On rare occasion an album captures emotion more accurately than words ever will. Rhye’s WOMAN is one of those albums. I’ll never forget my first time listening to “Open,” Rhye’s breakout single. I was a high school sophomore, it was a brisk November night, and the moment I heard the opening string melody it sounded like love. Not the kind of love a 16-year-old can fully comprehend, but the type of love I imagine one is only capable of experiencing on their wedding day.

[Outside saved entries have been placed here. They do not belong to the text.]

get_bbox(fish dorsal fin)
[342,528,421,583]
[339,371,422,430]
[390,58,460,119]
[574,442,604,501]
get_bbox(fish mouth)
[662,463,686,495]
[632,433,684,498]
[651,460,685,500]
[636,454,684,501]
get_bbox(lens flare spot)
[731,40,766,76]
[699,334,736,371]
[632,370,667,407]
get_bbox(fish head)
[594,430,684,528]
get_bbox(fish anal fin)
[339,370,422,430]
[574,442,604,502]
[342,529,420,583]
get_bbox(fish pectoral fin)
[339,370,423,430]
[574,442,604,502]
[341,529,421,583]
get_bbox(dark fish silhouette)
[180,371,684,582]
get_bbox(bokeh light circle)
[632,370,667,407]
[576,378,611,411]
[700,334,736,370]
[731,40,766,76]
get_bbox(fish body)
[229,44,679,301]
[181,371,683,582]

WOMAN lodged itself in my headphones for over a year. I listened to it, start to finish, at least once a week. I had never heard an album so uniquely seductive while simultaneously tender, and perhaps still haven’t to this day. Seeing Rhye perform in candlelight at an 18th century synagogue in DC reassured my notion that the band was as special as I had thought them to be.

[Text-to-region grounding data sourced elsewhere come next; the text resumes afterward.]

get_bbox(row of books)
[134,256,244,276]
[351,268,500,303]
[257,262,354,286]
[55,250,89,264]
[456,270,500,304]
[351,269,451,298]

Five years later, Rhye has finally graced us with their sophomore album, BLOOD. From the muffled opening track, “Waste,” it’s clear that Mike Milosh and his collaborators have stayed true to the formula that made them so wonderfully unusual with their debut. The vocals are still an androgynous moan, perpetuating the common misconception that Rhye is a single female singer instead of a male-driven musical act. The instruments are still organic and lush, complemented by a string section that only Rhye can so flawlessly mesh into their music.
Although “Waste” was initially a lyrical letdown, the second track, “Taste,” remedies this qualm. There is something stunningly eerie and captivating about the hook, “are you dancing with your eyes closed?” As with every track on WOMAN, “Taste” has an intimate quality that makes it feel like the song was written solely for the listener, and the first time I listened, I had no choice but to mouth the word “yes” in response to Milosh’s question.
“Taste” also introduces a disco influence that manifests itself throughout the rest of the album. Though Rhye briefly dabbled in danceability on “Last Dance” and “Hunger,” most of WOMAN was steadfastly downtempo. Though Rhye is able to keep their mellowness engaging, the dancibility of BLOOD is a welcome addition to the group’s musical equation. On “Feel Your Weight,” an unexpected toy piano and fluttering drum machine hi-hat are especially interesting, making it the best instrumental on the record.
My only real complaint about BLOOD is that it abandons the prominent orchestral elements that made WOMAN such a luxurious listening experience. Where baroque elements used to guide the way, live piano and electric bass take the lead on most of the album’s tracks. There is also a gorgeous acoustic guitar hook on closer “Sinful” that I imagine would have been played on a harp instead of a more conventional instrument had the track been written at the same time as WOMAN. Although it’s definitely a bummer to not feel like I’m not attending an orchestral matinee when listening to new Rhye material, the more predictable instrumental pallette on the album evoke the same ardor of the group’s debut.
BLOOD is an interesting listen, and its release is timely with Valentine’s Day around the corner. Listening to it, I realized that listening to Rhye in the 2010s is probably what it felt like to listen to the unfiltered passion of groups like the Alessi Brothers in the 1970s. Even though it’s not quite WOMAN, BLOOD is a solid sophomore album that shows potential for more well-deserved mainstream recognition. I can only hope the third Rhye record takes less than half a decade to complete.